On 3/1/2021 at 8:56 AM, BaseballandHockey said:

I would probably do the "4 is 4 is 4" stuff with 0 - 5, while still doing counting and number recognition to 11, and then when that's approaching solidity with that, do the "little numbers inside of big numbers" things with 0 - 5 and a little bit of the "4 is 4 is 4" stuff, and maybe counting and number recognition to 12.  I think that place value 0 - 20 will come easier if he has at least a few numbers in that range that he already recognizes, and I also agree with @Lecka that if we always stop at 10 then kids can get the sense that 10 is "the big number", which obviously is problematic. 

Got it! Thanks!

On 3/1/2021 at 8:56 AM, BaseballandHockey said:

I have lots of ideas!  Do you want to start a different thread?  Or should I put them here?
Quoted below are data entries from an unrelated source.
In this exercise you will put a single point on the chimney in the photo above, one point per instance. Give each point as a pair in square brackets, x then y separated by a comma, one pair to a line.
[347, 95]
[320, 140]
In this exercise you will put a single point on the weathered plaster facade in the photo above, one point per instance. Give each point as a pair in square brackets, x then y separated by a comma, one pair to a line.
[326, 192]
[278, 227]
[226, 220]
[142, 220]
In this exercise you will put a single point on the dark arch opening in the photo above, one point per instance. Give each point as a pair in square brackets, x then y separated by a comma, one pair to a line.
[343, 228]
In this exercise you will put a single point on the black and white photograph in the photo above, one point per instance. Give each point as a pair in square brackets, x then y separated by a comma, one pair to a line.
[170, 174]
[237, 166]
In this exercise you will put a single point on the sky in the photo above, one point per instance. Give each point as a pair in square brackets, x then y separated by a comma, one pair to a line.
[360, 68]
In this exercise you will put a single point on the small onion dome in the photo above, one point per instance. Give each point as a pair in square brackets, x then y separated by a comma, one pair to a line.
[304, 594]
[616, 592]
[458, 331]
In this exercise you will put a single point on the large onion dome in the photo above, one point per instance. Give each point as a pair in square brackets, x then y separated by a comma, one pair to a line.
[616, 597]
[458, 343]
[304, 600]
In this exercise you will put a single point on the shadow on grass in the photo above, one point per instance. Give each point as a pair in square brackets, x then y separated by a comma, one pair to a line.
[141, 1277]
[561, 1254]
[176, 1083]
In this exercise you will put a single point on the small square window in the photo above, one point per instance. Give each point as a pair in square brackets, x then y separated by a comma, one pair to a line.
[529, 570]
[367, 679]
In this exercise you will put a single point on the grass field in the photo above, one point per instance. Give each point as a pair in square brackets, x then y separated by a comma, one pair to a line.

Here seems fine. It's easier than re-explaining his whole back story on another thread. I can update the thread title to reflect the multi-part topic so that it can be searched if someone with a similar kid comes looking for ideas in the future.

On 3/1/2021 at 9:12 AM, BaseballandHockey said:

Yes and no.  SLD is partially defined by discrepancy, and it isn't completely clear to me whether this is a global delay that impacting a wide variety of skills, or something that's more specifically impacting math.

He has always had global delays and is overall functionally like a 4yo -- but with receptive language closer to 3yo and some nice strong 6-7yo splinter skills. Recent ABAS-II was <1st%. BUT he has 25th% overall IQ and his nonverbal IQ was 50th%.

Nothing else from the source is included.